2. In accordance with the attached opinion, the second preliminary objection in the nature of a demurrer as to the causes of action for direct negligence, negligent entrustment and negligent hiring against GAI Consultants is sustained in part and overruled in part. The demurrer as to the causes of actions for negligence through respondeat superior and direct negligence is hereby overruled. The demurrer as to the causes of action of negligent entrustment and negligent hiring is hereby sustained and said causes of action are stricken from the amended complaint.
3. The third preliminary objection for lack of specificity regarding paragraphs 13 A, E, G, H, I, J, N, is hereby overruled. The preliminary objection for lack of specificity as to paragraph 13. O. Subparagraphs 1-10, is overruled as to subparagraphs 1,3,5,6,7,8,9 and 10. The preliminary objection to subparagraphs 2 and 4 is hereby sustained and said subparagraphs are stricken from the amended complaint. The preliminary objection for lack of specificity to paragraph 18 C is moot as said subparagraph was previously dismissed as legally insufficient. The preliminary objection for lack of specificity concerning
4. For those paragraphs for which the preliminary objections have been sustained, those paragraphs are stricken from the amended complaint.
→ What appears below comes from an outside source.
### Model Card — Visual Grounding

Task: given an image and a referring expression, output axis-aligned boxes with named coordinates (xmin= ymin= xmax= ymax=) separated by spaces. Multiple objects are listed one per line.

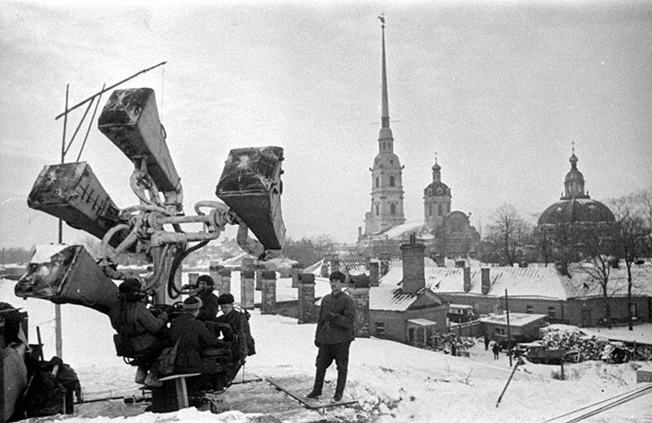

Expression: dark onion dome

5. Plaintiff is granted thirty (30) days from the date of receipt of this order of court to file a second amended complaint.
6. The prothonotary shall serve a copy of this order of court and opinion upon counsel of record, Lawrence M. Kelly, Esquire, and Lauren M. Despot, Esquire.
. It must be noted that citing a statute, if supported by other factual averments in the complaint, minimally meets the standard for specificity, but the preferred method for pleading the violation of a statute is include the applicable language from the statute and facts supporting a violation of the statute so that the defendants and the court do not need to review each statute.